Réunissant le casting d’Everything Everywhere All At Once, qui a cartonné aux Oscars 2022, la série Américain de Chine (ou American Born Chinese) nous promettait arts martiaux, narration adolescente et antiracisme. Cette création Disney+ est effectivement généreuse, mais presque trop pour convaincre pleinement.

Imaginez un peu : vous êtes de retour au lycée et vous tentez désespérément de vous intégrer au groupe des « populaires » entre deux matchs de foot ou autres TP de chimie. Classique. Mais un nouvel arrivant chamboule tout en vous impliquant dans… une guerre opposant des dieux chinois. Bienvenue dans Américain de Chine (ou American Born Chinese), la nouvelle création adolescente de Disney+.

En seulement 8 épisodes de 30 minutes, cette série transpose sur le petit écran le roman graphique culte de Gene Luen Yang, sorti en 2006. Une adaptation ambitieuse, qui ne manque pas d’imagination et de trames narratives pour nous accrocher. Mais à force de développer trop de récits parallèles, on finit par ne plus trop savoir où mettre les pieds dans American Born Chinese. Oui, un peu comme dans Everything Everywhere All At Once, mais en moins bien.

5 intrigues pour le prix d’une

À mi-chemin entre la quête identitaire fantastique de Miss Marvel et les références à la culture asiatique façon Crazy Rich Asians, cette série destinée à un public jeune ne parvient malheureusement jamais à trouver son équilibre. Dans American Born Chinese, Jin Wang, un élève sino-américain plutôt discret, est ainsi confronté à l’arrivée de Wei-Chen dans son lycée.

La proviseure étant influencée par de (légers) biais racistes, elle estime que les deux seuls étudiants chinois aux alentours ont « beaucoup en commun » et que Jin deviendra le guide officiel de ce nouveau venu.

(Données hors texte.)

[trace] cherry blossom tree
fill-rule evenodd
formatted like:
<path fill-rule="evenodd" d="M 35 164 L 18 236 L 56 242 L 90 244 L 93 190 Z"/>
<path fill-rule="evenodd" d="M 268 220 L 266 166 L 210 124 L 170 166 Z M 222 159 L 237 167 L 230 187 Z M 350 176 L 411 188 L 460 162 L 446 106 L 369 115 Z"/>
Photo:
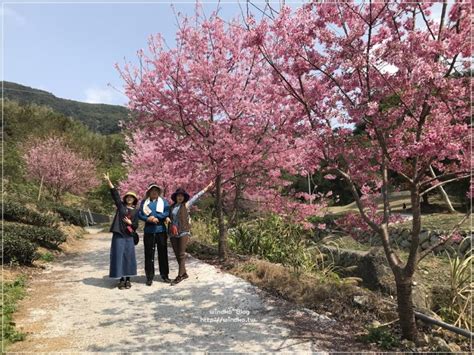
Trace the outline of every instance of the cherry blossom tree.
<path fill-rule="evenodd" d="M 99 184 L 95 162 L 70 149 L 62 138 L 29 141 L 23 158 L 27 176 L 49 189 L 56 201 L 66 192 L 81 195 Z"/>
<path fill-rule="evenodd" d="M 380 236 L 396 282 L 403 337 L 412 340 L 413 274 L 437 246 L 420 252 L 420 199 L 470 173 L 470 78 L 464 73 L 471 8 L 446 1 L 437 6 L 434 18 L 435 5 L 423 2 L 314 2 L 295 12 L 283 7 L 268 15 L 271 20 L 246 21 L 280 87 L 272 87 L 278 100 L 305 113 L 308 163 L 320 164 L 329 179 L 346 181 L 359 210 L 354 227 L 362 224 Z M 410 191 L 407 260 L 388 233 L 394 177 Z M 373 205 L 377 196 L 381 211 Z"/>
<path fill-rule="evenodd" d="M 222 258 L 224 204 L 235 211 L 239 203 L 257 201 L 267 211 L 302 219 L 322 206 L 282 191 L 289 185 L 282 171 L 298 174 L 303 163 L 305 141 L 295 135 L 303 110 L 290 113 L 291 98 L 277 99 L 274 77 L 250 41 L 238 20 L 227 23 L 217 13 L 207 18 L 198 8 L 194 18 L 179 18 L 176 48 L 153 36 L 149 54 L 139 52 L 140 67 L 119 68 L 137 113 L 129 126 L 134 133 L 124 185 L 138 188 L 146 176 L 195 192 L 214 180 Z"/>

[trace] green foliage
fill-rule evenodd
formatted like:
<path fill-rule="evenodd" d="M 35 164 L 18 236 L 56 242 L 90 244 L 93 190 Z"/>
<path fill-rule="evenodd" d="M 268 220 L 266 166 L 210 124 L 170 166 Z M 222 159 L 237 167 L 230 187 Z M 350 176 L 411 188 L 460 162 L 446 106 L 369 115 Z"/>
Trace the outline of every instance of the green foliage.
<path fill-rule="evenodd" d="M 18 332 L 15 329 L 15 323 L 12 320 L 12 315 L 16 311 L 17 302 L 22 299 L 25 294 L 26 280 L 24 276 L 18 277 L 13 282 L 4 282 L 2 285 L 3 303 L 2 308 L 2 338 L 3 349 L 8 343 L 24 340 L 25 334 Z"/>
<path fill-rule="evenodd" d="M 323 223 L 326 227 L 334 228 L 336 227 L 336 220 L 341 216 L 337 216 L 334 214 L 326 214 L 324 216 L 311 216 L 308 218 L 308 221 L 313 224 Z"/>
<path fill-rule="evenodd" d="M 3 233 L 4 236 L 31 241 L 48 249 L 57 249 L 66 241 L 66 236 L 59 229 L 20 223 L 4 222 Z"/>
<path fill-rule="evenodd" d="M 86 221 L 84 221 L 84 219 L 81 217 L 79 211 L 74 208 L 59 205 L 55 206 L 53 210 L 57 212 L 61 216 L 61 219 L 65 222 L 69 222 L 80 227 L 85 227 L 87 225 Z"/>
<path fill-rule="evenodd" d="M 324 257 L 308 243 L 307 233 L 299 224 L 269 215 L 229 229 L 228 243 L 238 253 L 258 255 L 296 272 L 320 270 Z"/>
<path fill-rule="evenodd" d="M 41 254 L 39 258 L 40 260 L 50 263 L 51 261 L 54 260 L 54 255 L 51 254 L 49 251 L 47 251 L 46 253 Z"/>
<path fill-rule="evenodd" d="M 393 349 L 400 344 L 398 338 L 387 327 L 371 326 L 367 331 L 367 334 L 360 337 L 366 343 L 377 344 L 385 350 Z"/>
<path fill-rule="evenodd" d="M 117 133 L 119 121 L 128 120 L 128 110 L 123 106 L 90 104 L 74 100 L 61 99 L 53 94 L 16 83 L 4 82 L 4 97 L 24 104 L 36 104 L 51 107 L 66 117 L 82 122 L 90 130 L 104 134 Z"/>
<path fill-rule="evenodd" d="M 112 181 L 120 181 L 126 177 L 126 170 L 121 165 L 110 167 L 107 172 L 110 174 Z M 110 198 L 110 189 L 106 184 L 101 184 L 99 187 L 87 194 L 86 208 L 90 208 L 97 213 L 110 213 L 110 206 L 112 200 Z"/>
<path fill-rule="evenodd" d="M 204 215 L 193 218 L 191 233 L 193 238 L 199 239 L 204 244 L 217 245 L 219 231 L 217 229 L 217 221 L 213 218 Z"/>
<path fill-rule="evenodd" d="M 440 314 L 447 322 L 472 330 L 472 301 L 474 282 L 471 279 L 474 255 L 451 257 L 446 253 L 450 266 L 450 294 L 441 307 Z"/>
<path fill-rule="evenodd" d="M 55 217 L 38 213 L 25 207 L 23 204 L 10 199 L 4 200 L 3 208 L 3 218 L 6 221 L 48 227 L 53 227 L 57 223 Z"/>
<path fill-rule="evenodd" d="M 61 137 L 71 149 L 82 156 L 98 162 L 99 173 L 110 171 L 112 177 L 122 179 L 125 169 L 122 166 L 122 154 L 127 149 L 121 134 L 102 135 L 92 132 L 81 122 L 53 111 L 50 107 L 30 103 L 19 104 L 15 101 L 4 102 L 4 138 L 5 150 L 4 183 L 9 194 L 24 197 L 29 202 L 36 202 L 39 183 L 25 179 L 25 162 L 23 153 L 30 139 Z M 34 128 L 34 129 L 32 129 Z M 43 192 L 41 202 L 50 200 L 48 193 Z M 92 191 L 87 199 L 81 201 L 81 207 L 97 212 L 105 212 L 110 205 L 110 195 L 104 186 Z"/>
<path fill-rule="evenodd" d="M 16 234 L 3 233 L 3 260 L 2 263 L 19 263 L 21 265 L 31 265 L 39 255 L 36 252 L 37 245 Z"/>

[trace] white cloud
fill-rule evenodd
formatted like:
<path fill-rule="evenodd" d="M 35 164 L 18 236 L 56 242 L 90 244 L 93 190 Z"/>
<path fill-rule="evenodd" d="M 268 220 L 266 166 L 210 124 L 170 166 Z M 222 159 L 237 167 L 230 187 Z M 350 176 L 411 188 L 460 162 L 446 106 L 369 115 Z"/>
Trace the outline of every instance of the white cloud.
<path fill-rule="evenodd" d="M 26 25 L 26 18 L 12 8 L 6 7 L 5 4 L 0 8 L 0 17 L 2 17 L 5 22 L 7 20 L 12 20 L 13 23 L 17 25 Z"/>
<path fill-rule="evenodd" d="M 123 105 L 125 98 L 112 88 L 91 87 L 85 90 L 85 102 L 91 104 Z"/>

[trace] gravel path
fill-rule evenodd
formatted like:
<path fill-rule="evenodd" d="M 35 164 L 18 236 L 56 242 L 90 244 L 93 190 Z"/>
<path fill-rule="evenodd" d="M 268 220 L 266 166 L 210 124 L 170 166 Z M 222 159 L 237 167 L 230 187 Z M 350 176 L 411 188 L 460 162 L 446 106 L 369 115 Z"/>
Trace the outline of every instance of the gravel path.
<path fill-rule="evenodd" d="M 109 233 L 88 234 L 30 283 L 9 352 L 350 351 L 338 324 L 188 256 L 189 279 L 145 285 L 143 243 L 130 290 L 107 277 Z M 168 249 L 170 278 L 177 263 Z M 157 278 L 155 278 L 157 279 Z"/>

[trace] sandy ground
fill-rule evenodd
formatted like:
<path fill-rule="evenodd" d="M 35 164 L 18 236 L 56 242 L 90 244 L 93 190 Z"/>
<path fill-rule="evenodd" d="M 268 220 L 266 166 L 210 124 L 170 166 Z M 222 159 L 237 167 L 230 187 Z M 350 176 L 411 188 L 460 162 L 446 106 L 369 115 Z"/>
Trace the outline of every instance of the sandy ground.
<path fill-rule="evenodd" d="M 31 280 L 15 316 L 28 334 L 9 353 L 362 350 L 334 320 L 191 256 L 187 280 L 170 286 L 156 277 L 146 286 L 142 241 L 140 276 L 119 290 L 107 276 L 110 240 L 109 233 L 86 235 Z M 173 278 L 177 263 L 171 248 L 168 254 Z"/>

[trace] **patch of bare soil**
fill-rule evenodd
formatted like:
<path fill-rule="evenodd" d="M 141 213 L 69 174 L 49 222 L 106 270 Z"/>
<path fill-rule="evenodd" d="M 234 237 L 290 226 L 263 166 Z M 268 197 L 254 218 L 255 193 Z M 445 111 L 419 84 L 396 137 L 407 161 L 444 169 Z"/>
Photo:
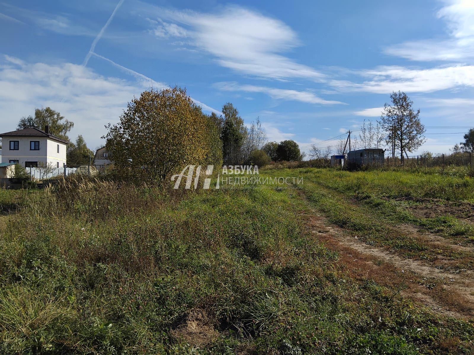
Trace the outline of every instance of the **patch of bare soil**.
<path fill-rule="evenodd" d="M 474 246 L 465 246 L 455 240 L 445 238 L 434 233 L 421 231 L 419 227 L 413 224 L 404 223 L 397 225 L 397 229 L 403 233 L 416 238 L 422 244 L 430 244 L 436 247 L 437 248 L 448 248 L 461 251 L 468 252 L 474 252 Z"/>
<path fill-rule="evenodd" d="M 199 309 L 190 311 L 171 333 L 175 339 L 198 347 L 211 343 L 219 336 L 212 317 L 205 310 Z"/>
<path fill-rule="evenodd" d="M 402 287 L 404 296 L 435 312 L 458 318 L 474 317 L 473 271 L 455 274 L 369 245 L 331 225 L 314 210 L 303 217 L 313 235 L 338 252 L 341 269 L 352 277 L 373 279 L 391 288 Z"/>
<path fill-rule="evenodd" d="M 433 218 L 449 215 L 458 219 L 474 223 L 474 204 L 462 201 L 448 201 L 439 198 L 400 197 L 397 201 L 410 201 L 407 208 L 419 218 Z"/>

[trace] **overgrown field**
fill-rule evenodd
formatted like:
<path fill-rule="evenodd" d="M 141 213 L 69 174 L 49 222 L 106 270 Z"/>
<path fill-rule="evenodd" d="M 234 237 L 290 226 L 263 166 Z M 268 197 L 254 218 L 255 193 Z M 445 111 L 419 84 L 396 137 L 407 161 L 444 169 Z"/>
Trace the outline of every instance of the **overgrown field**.
<path fill-rule="evenodd" d="M 474 323 L 420 306 L 401 285 L 353 277 L 304 221 L 314 208 L 367 242 L 429 259 L 426 245 L 396 238 L 385 222 L 470 245 L 464 217 L 409 207 L 419 198 L 470 204 L 472 179 L 264 172 L 303 183 L 184 192 L 71 181 L 0 190 L 0 353 L 472 353 Z M 466 267 L 463 252 L 450 266 Z"/>

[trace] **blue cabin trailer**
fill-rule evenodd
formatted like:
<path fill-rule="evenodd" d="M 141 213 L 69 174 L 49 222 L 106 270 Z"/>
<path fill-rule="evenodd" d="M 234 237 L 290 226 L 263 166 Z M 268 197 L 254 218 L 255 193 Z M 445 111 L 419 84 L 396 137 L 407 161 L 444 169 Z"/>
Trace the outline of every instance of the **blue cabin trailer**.
<path fill-rule="evenodd" d="M 344 166 L 344 161 L 345 160 L 345 155 L 331 155 L 331 166 L 342 168 L 342 167 Z"/>
<path fill-rule="evenodd" d="M 363 165 L 382 165 L 385 159 L 385 151 L 379 148 L 359 149 L 347 153 L 347 162 L 354 167 Z"/>

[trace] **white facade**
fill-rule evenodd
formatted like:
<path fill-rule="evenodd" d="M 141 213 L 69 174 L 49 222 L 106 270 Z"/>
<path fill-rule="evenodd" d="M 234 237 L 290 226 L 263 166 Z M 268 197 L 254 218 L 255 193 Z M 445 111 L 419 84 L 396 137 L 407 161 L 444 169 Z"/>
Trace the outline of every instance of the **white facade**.
<path fill-rule="evenodd" d="M 10 147 L 10 142 L 18 142 Z M 32 150 L 31 142 L 39 142 L 39 149 Z M 33 143 L 34 148 L 35 143 Z M 10 149 L 16 148 L 18 150 Z M 22 166 L 51 165 L 54 168 L 63 168 L 66 164 L 67 145 L 50 137 L 9 136 L 2 140 L 1 162 L 18 162 Z"/>
<path fill-rule="evenodd" d="M 105 149 L 105 147 L 99 148 L 94 156 L 94 165 L 108 165 L 111 162 L 110 157 L 110 153 Z"/>

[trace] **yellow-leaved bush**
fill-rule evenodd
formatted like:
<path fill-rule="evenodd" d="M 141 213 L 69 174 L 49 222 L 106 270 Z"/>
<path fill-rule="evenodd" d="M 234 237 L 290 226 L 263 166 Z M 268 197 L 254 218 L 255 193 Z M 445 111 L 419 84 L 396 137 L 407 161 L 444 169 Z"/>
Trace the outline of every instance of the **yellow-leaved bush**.
<path fill-rule="evenodd" d="M 217 127 L 180 88 L 142 92 L 107 128 L 102 138 L 123 176 L 159 182 L 188 164 L 222 164 Z"/>

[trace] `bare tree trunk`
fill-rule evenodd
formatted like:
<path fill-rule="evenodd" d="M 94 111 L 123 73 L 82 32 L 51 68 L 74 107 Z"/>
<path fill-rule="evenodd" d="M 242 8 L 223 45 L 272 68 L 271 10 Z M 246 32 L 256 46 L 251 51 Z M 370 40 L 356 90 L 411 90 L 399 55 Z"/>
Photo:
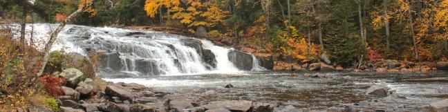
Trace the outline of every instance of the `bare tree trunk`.
<path fill-rule="evenodd" d="M 413 41 L 414 53 L 416 53 L 416 59 L 418 60 L 418 50 L 417 49 L 417 40 L 416 40 L 416 34 L 413 29 L 413 20 L 412 19 L 412 11 L 411 9 L 408 10 L 409 22 L 411 24 L 411 35 L 412 36 L 412 40 Z"/>
<path fill-rule="evenodd" d="M 285 17 L 285 10 L 283 10 L 283 5 L 281 5 L 281 2 L 280 2 L 280 0 L 277 0 L 277 3 L 279 3 L 279 6 L 280 6 L 280 10 L 281 10 L 281 17 L 284 21 L 284 19 L 286 19 L 286 17 Z"/>
<path fill-rule="evenodd" d="M 44 48 L 44 53 L 45 53 L 45 55 L 44 55 L 44 60 L 42 62 L 42 64 L 41 65 L 41 68 L 39 71 L 39 73 L 37 73 L 37 76 L 39 77 L 42 75 L 44 73 L 44 70 L 45 69 L 45 66 L 46 65 L 48 61 L 48 55 L 50 54 L 50 49 L 51 49 L 51 47 L 53 46 L 53 43 L 56 40 L 56 38 L 57 37 L 57 35 L 59 34 L 61 30 L 62 30 L 62 28 L 67 24 L 70 24 L 71 22 L 72 19 L 77 17 L 80 14 L 81 14 L 82 12 L 86 10 L 86 9 L 88 8 L 91 7 L 95 2 L 96 2 L 98 0 L 92 0 L 91 3 L 88 4 L 84 6 L 82 8 L 78 9 L 76 10 L 75 12 L 72 13 L 68 16 L 66 19 L 62 21 L 61 24 L 57 26 L 56 30 L 55 30 L 52 33 L 51 35 L 50 36 L 50 39 L 48 40 L 48 43 L 46 44 L 45 46 L 45 48 Z M 34 79 L 32 80 L 34 81 Z"/>
<path fill-rule="evenodd" d="M 290 3 L 290 0 L 286 1 L 288 2 L 288 23 L 291 23 L 291 8 L 290 6 L 291 6 L 291 3 Z"/>
<path fill-rule="evenodd" d="M 384 3 L 386 3 L 387 0 L 384 0 Z M 391 31 L 389 30 L 389 19 L 387 17 L 387 6 L 384 4 L 383 6 L 383 10 L 384 11 L 384 19 L 386 20 L 386 49 L 387 51 L 389 51 L 391 49 L 391 43 L 389 41 L 389 38 L 391 37 Z"/>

Mais Wei-Chen est en réalité le fils de Sun Wu-Kong, un dieu incontournable de la mythologie asiatique. En voyageant sur Terre depuis le Paradis, il cherche à retrouver le quatrième parchemin, synonyme de pouvoir, pour stopper un démon malfaisant…

La barbe de Sun Wu-Kong est... discutable // Source : Carlos Lopez-Calleja / Disney+
La barbe de Sun Wu-Kong est… discutable // Source : Carlos Lopez-Calleja / Disney+

Sur le papier, American Born Chinese avait de nombreuses qualités pour nous plaire. Mais la série veut tout dire en même temps, probablement par peur de ne jamais obtenir une saison 2, en ces temps de réductions budgétaires et de grève des scénaristes à Hollywood. Le résultat est en demi-teinte.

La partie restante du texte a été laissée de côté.